AGP has published Save and grow, a 112-page guide for policymakers to the sustainable intensification of smallholder crop production. Save and grow says that while the Green Revolution led to a quantum leap in food production and bolstered world food security, intensive crop production has, in many countries, depleted agriculture’s natural resource base, jeopardizing future productivity. In order to meet projected demand over the next 40 years, farmers in the developing world must double food production, a challenge made even more daunting by the combined effects of climate change and growing competition for land, water and energy.  In order to grow, agriculture must learn to save.

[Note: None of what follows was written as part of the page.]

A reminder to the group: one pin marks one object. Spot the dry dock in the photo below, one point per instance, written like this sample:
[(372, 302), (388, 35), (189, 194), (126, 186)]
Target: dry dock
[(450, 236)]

The book presents a new paradigm: sustainable crop production intensification (SCPI), which produces more from the same area of land while conserving resources, reducing negative impacts on the environment and enhancing natural capital and the flow of ecosystem services. It presents a rich toolkit of relevant, adoptable and adaptable ecosystem-based practices that enhance crop productivity and can serve as the cornerstone of national and regional programmes. They include:

  • Farming systems. Crop production intensification will be built on farming systems that offer a range of productivity, socio-economic and environmental benefits to producers and to society at large. Conservation agriculture practices are a key component of sustainable intensification, which also requires using good seed of high-yielding adapted varieties, integrated pest management, plant nutrition based on healthy soils, efficient water management, and the integration of crops, pastures, trees and livestock.
  • Crops and varieties. Farmers will also need a genetically diverse portfolio of improved crop varieties that are suited to a range of agro-ecosystems and farming practices, and resilient to climate change. Over the past century, about 75 percent of plant genetic resources (PGR) has been lost and a third of today’s diversity could disappear by 2050. Increased support to PGR collection, conservation and utilization is crucial.
  • Water management. Sustainable intensification requires smarter, precision technologies for irrigation and farming practices that use ecosystem approaches to conserve water. Knowledge-based precision irrigation that provides reliable and flexible water application, along with deficit irrigation and wastewater-reuse, will be a major platform for sustainable intensification.
  • Plant protection. Pesticides kill pests, but also pests’ natural enemies, and their overuse can harm farmers, consumers and the environment. The first line of defence is a healthy agro-ecosystem. In well managed farming systems, crop losses to insects can often be kept to an acceptable minimum by deploying resistant varieties, conserving predators and managing crop nutrient levels to reduce insect reproduction.

The book also explores the policy environment and the institutional arrangements that will facilitate the adoption and implementation of SCPI on a large scale. To encourage smallholders to adopt sustainable crop production intensification, fundamental changes are needed. Policymakers need to devise incentives for small-scale farmers to use natural resources wisely – for example, through payments for environmental services – and reduce the transaction costs of access to credit, which is urgently needed for investment. Major investment will be needed to rebuild research and technology transfer capacity in developing countries in order to provide farmers with appropriate technologies and to enhance their skills through farmer field schools.